Współczuję Ale z drugiej strony nie rozumiem oburzenia na Pakistańczyków - czemu mają oni jako biedny kraj pokrywać akcje ratunkowe wynikające z zachcianki sportowców ze znacznie bogatszych krajów jak Francja, Niemcy, Polska itp? Jeżeli kogokolwiek winić to jedynie władze obu krajów że nie zareagowały dostatecznie szybko (inna sprawa że moim zdaniem po uratowaniu powinni oni mieć przez MSZ wystawione rachunki)
Hitem jest tekst prezesa polskiego związku alpinistów:
"Piotr Pustelnik, prezes Polskiego Związku Alpinizmu, w rozmowie ze Sport.pl mówi wprost: "Mam do Pakistańczyków ogromny żal. Kim trzeba być, żeby przedkładać banknoty nad życie?"

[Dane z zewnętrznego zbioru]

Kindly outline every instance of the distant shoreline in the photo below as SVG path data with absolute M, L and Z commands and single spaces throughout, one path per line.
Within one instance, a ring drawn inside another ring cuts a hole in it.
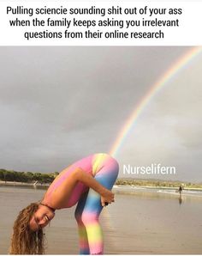
M 47 184 L 47 183 L 37 183 L 36 185 L 34 185 L 34 183 L 29 183 L 29 182 L 18 182 L 18 181 L 3 181 L 0 180 L 0 186 L 33 186 L 33 187 L 49 187 L 49 186 L 50 184 Z M 173 190 L 176 190 L 178 189 L 177 186 L 134 186 L 134 185 L 115 185 L 114 188 L 135 188 L 135 187 L 140 187 L 140 188 L 157 188 L 157 189 L 173 189 Z M 202 192 L 202 188 L 198 188 L 198 187 L 185 187 L 184 188 L 185 191 L 189 191 L 189 190 L 197 190 L 197 191 L 201 191 Z

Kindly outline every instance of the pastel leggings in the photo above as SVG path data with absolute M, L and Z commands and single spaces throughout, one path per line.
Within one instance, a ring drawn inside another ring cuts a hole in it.
M 118 164 L 108 157 L 94 178 L 104 186 L 111 189 L 118 175 Z M 75 210 L 78 223 L 80 254 L 103 254 L 103 232 L 98 217 L 103 209 L 100 195 L 89 189 L 80 198 Z

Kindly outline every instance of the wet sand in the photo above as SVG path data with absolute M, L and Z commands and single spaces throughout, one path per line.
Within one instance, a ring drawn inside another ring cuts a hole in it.
M 106 254 L 201 254 L 202 197 L 114 189 L 116 203 L 104 209 Z M 0 186 L 0 253 L 7 254 L 12 225 L 20 210 L 45 191 Z M 56 211 L 45 229 L 47 254 L 77 254 L 74 208 Z

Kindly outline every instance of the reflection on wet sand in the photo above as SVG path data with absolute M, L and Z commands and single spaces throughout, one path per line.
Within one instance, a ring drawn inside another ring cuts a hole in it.
M 100 216 L 106 254 L 202 253 L 202 197 L 173 191 L 114 189 L 116 203 Z M 7 254 L 12 225 L 20 210 L 45 191 L 0 186 L 0 253 Z M 45 229 L 48 254 L 78 253 L 74 208 L 56 211 Z

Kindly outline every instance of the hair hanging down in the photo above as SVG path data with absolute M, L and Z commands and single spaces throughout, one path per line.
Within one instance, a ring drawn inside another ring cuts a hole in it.
M 9 254 L 43 254 L 43 229 L 32 231 L 29 222 L 37 210 L 39 204 L 33 203 L 20 211 L 13 229 Z

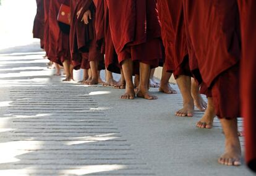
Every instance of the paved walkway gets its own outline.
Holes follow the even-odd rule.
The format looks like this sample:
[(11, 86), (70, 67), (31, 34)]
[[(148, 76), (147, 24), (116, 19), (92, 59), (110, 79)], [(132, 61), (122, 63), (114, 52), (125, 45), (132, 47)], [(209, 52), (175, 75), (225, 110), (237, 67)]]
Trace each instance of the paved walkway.
[(202, 112), (173, 115), (179, 93), (126, 101), (123, 90), (62, 83), (38, 47), (0, 51), (0, 175), (253, 175), (217, 163), (217, 119), (201, 130)]

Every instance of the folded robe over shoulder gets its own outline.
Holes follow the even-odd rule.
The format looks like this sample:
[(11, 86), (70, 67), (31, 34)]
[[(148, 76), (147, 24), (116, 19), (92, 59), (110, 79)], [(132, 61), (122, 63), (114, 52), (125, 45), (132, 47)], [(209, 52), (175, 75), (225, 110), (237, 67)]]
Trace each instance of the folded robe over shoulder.
[(49, 5), (49, 59), (62, 65), (65, 60), (70, 60), (69, 35), (63, 33), (57, 20), (61, 4), (69, 6), (69, 0), (50, 0)]
[(242, 113), (245, 139), (245, 160), (256, 172), (256, 1), (239, 0), (242, 33), (241, 61)]
[(43, 40), (45, 32), (45, 9), (44, 0), (36, 0), (36, 14), (35, 17), (33, 27), (33, 38), (41, 40), (41, 47), (43, 48)]
[(130, 57), (133, 61), (157, 67), (162, 56), (156, 1), (106, 2), (111, 37), (119, 64)]
[(166, 69), (168, 71), (173, 71), (181, 66), (187, 55), (182, 2), (159, 0), (157, 4), (165, 48)]
[(120, 65), (116, 52), (109, 24), (108, 8), (106, 0), (95, 0), (96, 6), (95, 29), (96, 43), (101, 53), (105, 54), (105, 67), (114, 73), (120, 73)]
[[(72, 10), (71, 14), (71, 31), (70, 35), (70, 52), (72, 55), (75, 52), (88, 52), (88, 61), (99, 61), (104, 66), (104, 57), (101, 53), (100, 50), (98, 49), (96, 45), (96, 31), (95, 31), (95, 19), (96, 19), (96, 7), (93, 1), (92, 0), (77, 0), (75, 4), (71, 3)], [(81, 10), (80, 15), (77, 19), (77, 13)], [(83, 14), (90, 10), (92, 13), (92, 19), (90, 20), (88, 24), (85, 24), (82, 22), (82, 17)], [(82, 57), (82, 59), (85, 57)], [(76, 58), (73, 57), (73, 63), (79, 63)], [(82, 62), (81, 62), (82, 63)], [(102, 64), (101, 63), (103, 62)], [(76, 66), (76, 65), (75, 65)], [(104, 67), (99, 67), (101, 69)]]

Pustelnik przyznał, że "Pakistańczycy wydusiliby te pieniądze". "(...) takie mechanizmy nimi kierują. W 1992 roku poznałem je na własnej skórze. Nie zapłacono "za rachunek" i gdy kolejnym razem pojawiłem się na tej ziemi, powiedziano mi, że mam długi i należy je uregulować przed wyprawą. Nie mają w sobie za grosz empatii" – powiedział prezes Polskiego Związku Alpinizmu dziennikarzom Sport.pl. "
Czy koleś serio nie widzi jak roszczeniowy jest? Oburzenie że zażądali pokrycia poniesionych kosztów? Może by pomyślał że właśnie przez takie przypadki jak on, teraz odmówiono pomocy Mackiewiczowi bez gwarancji. Bo jak wcześniej udzielano od razu to byli przez himalaistów po prostu wykorzystywani.
Koszt takiej akcji to 50 000$.
Link do artykułu: http://natemat.pl/228439,byl-jeden-sposob-by-wczesniej-ratowac-mackiewicza-wazniejsze-byly-pieniadze
Przemyślenia inspirowane akapem
Rozumiem rozgoryczenie Pana Pustelnika, ale też rozumiem roszczenia Pakistańczyków. Dla nich taka akcja to praca. Mogą zażądać aby była opłacona z góry. Cieszy szybka reakcja ambasady - nie rozumiem Francuzów którzy nie podjęli żadnych działań w kierunku pomocy swojej obywatelce. Śmieszą mnie komentarze ludzi mówiących o tym że akcja jest niepotrzebna bo szli tam na własne ryzyko. Codziennie jeździmy samochodami. Czy w związku z tym że ponosimy tego ryzyko nie powinniśmy otrzymywać żadnej pomocy od służb? Idiotyczna argumentacja.
Ratowanie życia jest czymś co powinno dziać się bezzwłocznie, nie patrząc na koszty. Rachunki da się zostawić na później i jest to kwestia wypracowania mechanizmu zapłaty między państwami.
Niby tak, ale mnie zastabnawia jedno. Zakładam że nie mieli ubezpieczenia, bo jakby było ubezpieczenie to nie byłoby sprawy. To co mnie zastanawia to kto naraża się na poważne ryzyko bez ubezpieczenia?